An interview with Cary Judd

You have a unique method of creating a live sound — how did it develop?

A few years ago I was playing in a band, all the guys I was playing with were great musicians and friends, but also in other projects. I was ready to tour and not have a day job and live and die by my music, while their mindset was to stay in L.A. and find a record deal which is a waste of time. I started doing solo shows. At first it was just me and my guitar, then one by one I started adding things that filled out the sound so I wouldn’t be just another guy with a guitar. It worked out well because I started getting a much more enthusiastic response from people than I did even with a full band. Over the course of the last 2 years of tour it just evolved itself into what it is now, I guess it was just born out of my need to do more than strum a guitar.

What prompted you to explore music writing?

It’s hard to explain, but I don’t think anything prompted me, I’ve always just known that playing music was the one thing I would do, I guess in a sense I was always a writer, it was just taking the time to develop that, which I have to add is a never-ending process.

Why did you decide to perform solo, as opposed to performing with a group?

It kind of goes back to the first question of just having a better time of it solo. I think it was my drive to do more than just play clubs in one small area, it’s hard for me to be musically on the same page as anyone, so rather than having the headache of trying to get along I just decided I’d just put it all on myself, which though it’s more of a challenge and not as safe, it is more rewarding.

What inspires you?

It may sound corny to say, but real life. All my songs are autobiographical, I think that’s where I find the most inspiration for my words. I also feel inspired by a ton of other artists, a lot of the time I’ll be listening to someone else that I look up to and I’ll get an idea for a song, it’s always totally unrelated to the song I’m listening to, but for some reason good music opens up a door inside my mind.

This sounds funny to say, but there have been some funny instances where drugs helped too, which I should explain….as you can imagine sitting in a car for hours at a time on the road, I’ve developed a bit of a chronic pain in my back. As it turns out the meds they prescribe for that kind of pain kind of tweak your mind when you’re on them. For some funny reason 2 or 3 of the songs on the new record were written while under the influence of such drugs. I can’t say I encourage anyone to take drugs in order to write, but I do tend to take advantage of whatever state of mind I’m in in all other instances, so why wouldn’t I take advantage of this?

What do you value most about the live setting?

I love the risk involved. Because I play solo I can be as spontaneous as I want. Sometimes I’ll have some ridiculous idea half way through a song, and there’s nothing to stop me from giving it a try, it’s funny, it’s either a huge success, or huge mistake, but that keeps it interesting, I don’t mind making mistakes live, it always makes for good stage banter.

What did you try to accomplish with your new album, Looking Back From Space?

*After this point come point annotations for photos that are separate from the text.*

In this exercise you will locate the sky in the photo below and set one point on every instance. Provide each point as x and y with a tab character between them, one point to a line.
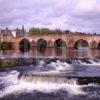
73	15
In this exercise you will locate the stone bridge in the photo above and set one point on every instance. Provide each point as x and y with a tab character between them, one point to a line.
55	40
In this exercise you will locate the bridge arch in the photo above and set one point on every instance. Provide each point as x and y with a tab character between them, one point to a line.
6	45
33	44
81	44
41	44
24	45
60	43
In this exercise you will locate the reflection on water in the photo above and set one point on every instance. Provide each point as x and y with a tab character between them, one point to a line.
61	52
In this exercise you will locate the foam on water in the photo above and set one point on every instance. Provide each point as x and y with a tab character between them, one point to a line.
41	85
29	83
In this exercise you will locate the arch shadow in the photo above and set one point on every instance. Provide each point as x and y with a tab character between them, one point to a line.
24	45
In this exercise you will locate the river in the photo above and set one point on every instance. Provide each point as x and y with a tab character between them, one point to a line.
69	75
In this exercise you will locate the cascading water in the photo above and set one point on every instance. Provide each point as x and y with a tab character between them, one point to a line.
69	78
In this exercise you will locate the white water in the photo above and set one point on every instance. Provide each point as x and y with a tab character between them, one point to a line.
43	84
46	84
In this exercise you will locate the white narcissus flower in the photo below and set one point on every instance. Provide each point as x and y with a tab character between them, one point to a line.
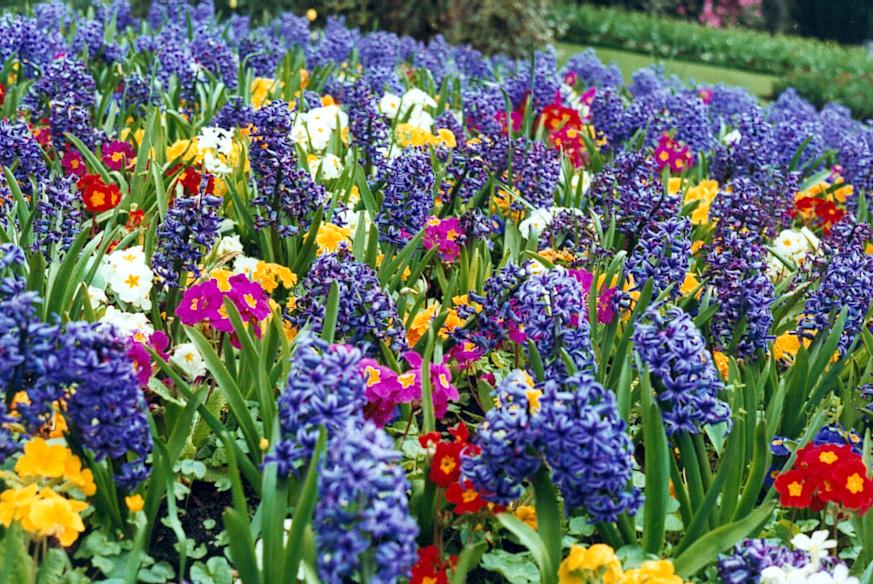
189	360
535	223
389	105
215	139
245	265
229	244
816	545
127	323
331	166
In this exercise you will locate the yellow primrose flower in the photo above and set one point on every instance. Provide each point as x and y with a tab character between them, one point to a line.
421	323
330	236
528	514
55	516
595	564
134	503
42	459
652	572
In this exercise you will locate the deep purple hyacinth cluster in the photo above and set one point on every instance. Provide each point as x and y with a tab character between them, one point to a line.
363	515
662	254
188	232
286	193
366	313
64	95
737	271
574	428
324	388
547	309
587	447
747	559
85	364
407	198
59	215
363	506
675	352
629	189
744	204
20	152
845	283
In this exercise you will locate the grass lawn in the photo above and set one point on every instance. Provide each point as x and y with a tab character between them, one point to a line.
757	83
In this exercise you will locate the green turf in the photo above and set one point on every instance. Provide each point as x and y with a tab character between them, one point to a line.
757	83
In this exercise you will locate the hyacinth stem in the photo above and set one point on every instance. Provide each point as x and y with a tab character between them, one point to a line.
548	516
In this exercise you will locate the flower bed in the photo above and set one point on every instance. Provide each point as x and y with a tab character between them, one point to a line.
298	302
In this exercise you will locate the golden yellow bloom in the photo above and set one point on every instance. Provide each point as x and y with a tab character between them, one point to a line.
705	192
583	565
42	459
721	363
786	345
652	572
528	514
262	87
330	236
420	324
55	516
134	503
15	503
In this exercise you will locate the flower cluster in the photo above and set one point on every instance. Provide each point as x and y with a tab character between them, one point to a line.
675	352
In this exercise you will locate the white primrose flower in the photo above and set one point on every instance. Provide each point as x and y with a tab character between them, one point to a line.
189	360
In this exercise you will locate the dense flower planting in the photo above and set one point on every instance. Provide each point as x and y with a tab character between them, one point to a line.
293	302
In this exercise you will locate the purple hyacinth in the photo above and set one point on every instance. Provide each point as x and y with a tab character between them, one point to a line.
592	72
18	147
286	193
845	282
507	444
407	199
747	559
324	388
107	408
187	233
59	215
688	384
363	513
366	312
744	292
630	189
662	254
587	447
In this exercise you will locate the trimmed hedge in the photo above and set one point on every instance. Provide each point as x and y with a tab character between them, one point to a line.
820	71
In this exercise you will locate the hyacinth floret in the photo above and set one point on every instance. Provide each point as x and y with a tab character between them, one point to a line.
745	294
750	557
675	352
324	388
587	448
365	311
506	449
363	512
286	193
189	230
408	198
663	255
845	274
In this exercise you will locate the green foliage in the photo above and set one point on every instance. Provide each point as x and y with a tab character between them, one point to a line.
820	71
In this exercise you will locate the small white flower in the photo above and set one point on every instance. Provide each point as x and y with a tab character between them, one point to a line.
127	323
733	137
96	296
816	545
389	105
229	244
188	359
536	222
245	265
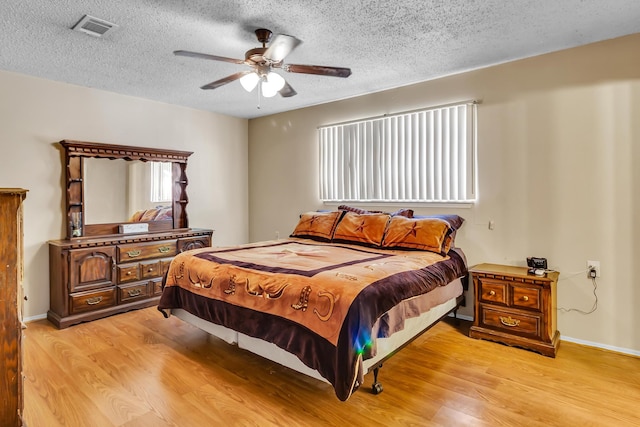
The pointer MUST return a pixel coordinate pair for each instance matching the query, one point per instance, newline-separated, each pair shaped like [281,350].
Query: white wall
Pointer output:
[36,113]
[558,140]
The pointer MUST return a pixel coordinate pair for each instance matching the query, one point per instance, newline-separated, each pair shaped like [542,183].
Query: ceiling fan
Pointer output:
[262,61]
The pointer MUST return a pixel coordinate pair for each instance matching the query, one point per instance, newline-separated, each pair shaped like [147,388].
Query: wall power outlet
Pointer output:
[594,265]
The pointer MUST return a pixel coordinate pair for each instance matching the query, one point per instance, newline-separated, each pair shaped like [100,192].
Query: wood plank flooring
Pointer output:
[139,369]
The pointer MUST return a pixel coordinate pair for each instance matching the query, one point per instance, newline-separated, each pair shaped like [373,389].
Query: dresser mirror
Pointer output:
[120,191]
[109,186]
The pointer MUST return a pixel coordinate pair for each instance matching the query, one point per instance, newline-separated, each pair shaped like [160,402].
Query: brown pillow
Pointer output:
[427,234]
[317,225]
[353,209]
[361,229]
[402,212]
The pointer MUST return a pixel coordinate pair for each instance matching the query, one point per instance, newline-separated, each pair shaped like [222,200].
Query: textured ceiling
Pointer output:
[386,43]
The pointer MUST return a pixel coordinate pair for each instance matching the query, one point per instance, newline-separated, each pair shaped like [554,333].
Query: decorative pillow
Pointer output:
[361,229]
[455,222]
[427,234]
[402,212]
[353,209]
[317,225]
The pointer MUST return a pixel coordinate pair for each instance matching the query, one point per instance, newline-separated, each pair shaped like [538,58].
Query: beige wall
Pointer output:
[35,113]
[558,141]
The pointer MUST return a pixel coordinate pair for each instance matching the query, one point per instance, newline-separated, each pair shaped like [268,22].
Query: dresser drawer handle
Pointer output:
[94,300]
[134,253]
[509,321]
[134,292]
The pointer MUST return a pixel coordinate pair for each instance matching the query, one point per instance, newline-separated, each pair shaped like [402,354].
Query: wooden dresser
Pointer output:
[98,277]
[11,271]
[116,264]
[515,308]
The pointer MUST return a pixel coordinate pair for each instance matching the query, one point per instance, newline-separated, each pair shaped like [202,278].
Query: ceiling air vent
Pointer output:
[93,26]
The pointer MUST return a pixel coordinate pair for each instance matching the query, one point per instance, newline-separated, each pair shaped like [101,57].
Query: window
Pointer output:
[160,182]
[421,156]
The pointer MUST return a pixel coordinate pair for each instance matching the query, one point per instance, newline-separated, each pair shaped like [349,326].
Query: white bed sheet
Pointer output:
[385,346]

With this record I think my main goal was just to be happy with the final outcome, to really truly make the record I intended to make. My first record was just a way for me to have my songs captured, though I’m still proud of it. It turned out that as I grew as a live performer my shows ended up being more produced than my record, which was funny because I was afraid when i was making that record I wouldn’t be able to ‘play it live’. This time around I didn’t give myself any kind of limitations, I just filled out the songs however I wanted, knowing full well they’ll have their own sound and evolution as I play them live.

What have you learned from recording the album?

I think I’ve learned about myself as a songwriter, I always have this underlying fear of writers block. Every time I write a new song, I think, “man, that’s it, I won’t write anything else worthwhile”. With this batch of songs I feel like I’ve proven myself wrong, and I’ve learned to have a little more confidence in my writing.